Match of the week

Seabream carpaccio with blood orange and Hugel Gentil

Seabream carpaccio with blood orange and Hugel Gentil

If you’re pairing a wine with a raw starter like carpaccio you might think your choice needs to be dictated by the fish but as with other ingredients it depends what else is on the plate.

As part of a tasting menu at Caper and Cure in Bristol it came with oyster, mayonnaise, smoked caviar, mooli and blood orange but it was the orange in particular that kicked it into touch with the 2021 Hugel Gentil we had ordered.

‘Gentil’ is an unusual wine from Alsace - a officially recognised category of wine  which has to be at least 50% Riesling, Muscat, Pinot Gris and/or Gewurztraminer (this version from Hugel also contains a significant amount of Sylvaner).

It’s not as heavily scented as gewürztraminer or as sweet as muscat but definitely aromatic yet it worked really well with the dish. It also matches, as you might expect, with many Chinese, Indian and Thai dishes.

You can buy the 2022 vintage from Tanners for £15.20 or from Taurus for £15.49.

I was invited to Caper and Cure for the launch of their new menu but contributed towards the cost of the meal and the wine.

Beef carpaccio and chardonnay

Beef carpaccio and chardonnay

Beef and chardonnay doesn’t sound like an obvious combo at first glance but it depends, as always, how the beef is cooked.

This was in the form of a carpaccio at a Californian Wines tasting and lunch at Smith & Wollensky just off the Strand but the key was not so much the meat as the parmesan, truffle and truffle oil which anointed it all of which are immensely chardonnay-friendly

I tried a couple of different wines with it but particularly liked the Staglin Family’s 2019 Salus estate chardonnay which had a lovely freshness about it that counterbalanced its richness and weight. Sadly at £50 a bottle (at The Champagne Company) or £58 at Oddbins it isn’t cheap - Californian chardonnay, especially from the Napa Valley ,doesn’t tend to be - but you could pull the same trick with a full-bodied chardonnay from elsewhere - and even truffle oil rather than the real thing.

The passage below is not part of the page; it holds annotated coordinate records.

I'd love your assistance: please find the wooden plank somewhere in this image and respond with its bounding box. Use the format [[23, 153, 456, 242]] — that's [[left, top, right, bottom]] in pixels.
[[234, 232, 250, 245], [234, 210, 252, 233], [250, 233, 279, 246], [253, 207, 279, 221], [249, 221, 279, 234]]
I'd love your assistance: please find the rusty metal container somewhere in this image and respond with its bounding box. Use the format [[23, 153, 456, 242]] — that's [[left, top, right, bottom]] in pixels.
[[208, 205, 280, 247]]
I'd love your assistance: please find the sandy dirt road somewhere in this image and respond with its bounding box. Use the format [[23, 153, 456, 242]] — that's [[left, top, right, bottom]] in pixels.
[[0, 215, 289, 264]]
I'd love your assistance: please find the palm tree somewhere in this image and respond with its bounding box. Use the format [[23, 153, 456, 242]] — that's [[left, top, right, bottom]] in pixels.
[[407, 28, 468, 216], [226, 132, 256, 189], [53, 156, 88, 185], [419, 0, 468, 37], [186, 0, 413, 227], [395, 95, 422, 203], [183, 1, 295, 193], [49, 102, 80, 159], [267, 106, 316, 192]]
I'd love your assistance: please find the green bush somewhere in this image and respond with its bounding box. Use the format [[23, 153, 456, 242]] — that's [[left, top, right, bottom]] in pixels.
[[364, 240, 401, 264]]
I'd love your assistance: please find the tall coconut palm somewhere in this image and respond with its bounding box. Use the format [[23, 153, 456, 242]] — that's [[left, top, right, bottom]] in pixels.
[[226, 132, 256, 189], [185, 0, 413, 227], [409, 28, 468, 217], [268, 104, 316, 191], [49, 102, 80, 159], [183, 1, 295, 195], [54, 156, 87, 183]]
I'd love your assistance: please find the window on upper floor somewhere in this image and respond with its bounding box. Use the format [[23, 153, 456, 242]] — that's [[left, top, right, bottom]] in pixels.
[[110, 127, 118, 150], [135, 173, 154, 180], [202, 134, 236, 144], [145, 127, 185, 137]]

I ate at the restaurant as a guest of California Wines

Smoked haddock and apple salad with New Zealand Riesling

Smoked haddock and apple salad with New Zealand Riesling

I was overwhelmed with good wine pairings last week but given that quite a few were similar to ones I’ve written about before I’m making this my star match.

It was the starter at the Aldeburgh Food & Drink Festival supper - a terrific event laid on by the organisers of the event for the sponsors and speakers. I liked the fact that it was billed as a ‘supper’ rather than a ‘dinner’. Apart from the starter, which was plated up beforehand, the food was served family style down a huge long table (right). It made for a particularly relaxed and convivial evening.

East Anglia is known for its smoked fish so the starter was based on Pinney’s smoked haddock which was served raw like a carpaccio with local salad leaves, a julienne of apple and sour cream.

It was partnered with a crisp, dry Riesling from Forrest Wines which had a note of apple and citrus itself which matched the dish quite beautifully. (Riesling is generally good with smoked fish too). You can buy it from Adnams for £9.99 a bottle or £8.99 by the case.

The main course pairing was excellent too: an almost gamey beef and oyster pie with mash and braised red cabbage with elderberries, matched with a Domaine St Anne 2007 St Gervais, Cotes du Rhone Villages (also from Adnams at £15.99 a bottle.) Another good match to add to the Grenache list.

 

Sea bass carpaccio and Grüner Veltliner

Sea bass carpaccio and Grüner Veltliner

The other day we went to Il Vino d’Enrico Bernardo, an innovative new restaurant in Paris run by the world’s best sommelier in 2004 which has just won a Michelin star. The unusual aspect is that there is a wine rather than a food menu. You choose what you want to drink and they create a dish or a menu around it.

I’ll be writing about the experience in the July issue of Decanter but in the meantime I’ve picked out one pairing which I found particularly striking for my match of the week which was a carpaccio of sea bass, seasoned with lemon peel and with a few lightly dressed leaves piled on top. it was served with a sensationally good wine, a young (2006) but very rich, opulent waxy Grüner Veltliner Honivogl Smaragd from Franz Hirtzberger, a wine I would have thought was too assertive and characterful for such a light dish but which matched it perfectly. A real treat.

Hirtzberger's wines are stocked in the UK by Noel Young Wines though they unfortunately don't appear to have this particular wine at the time of writing.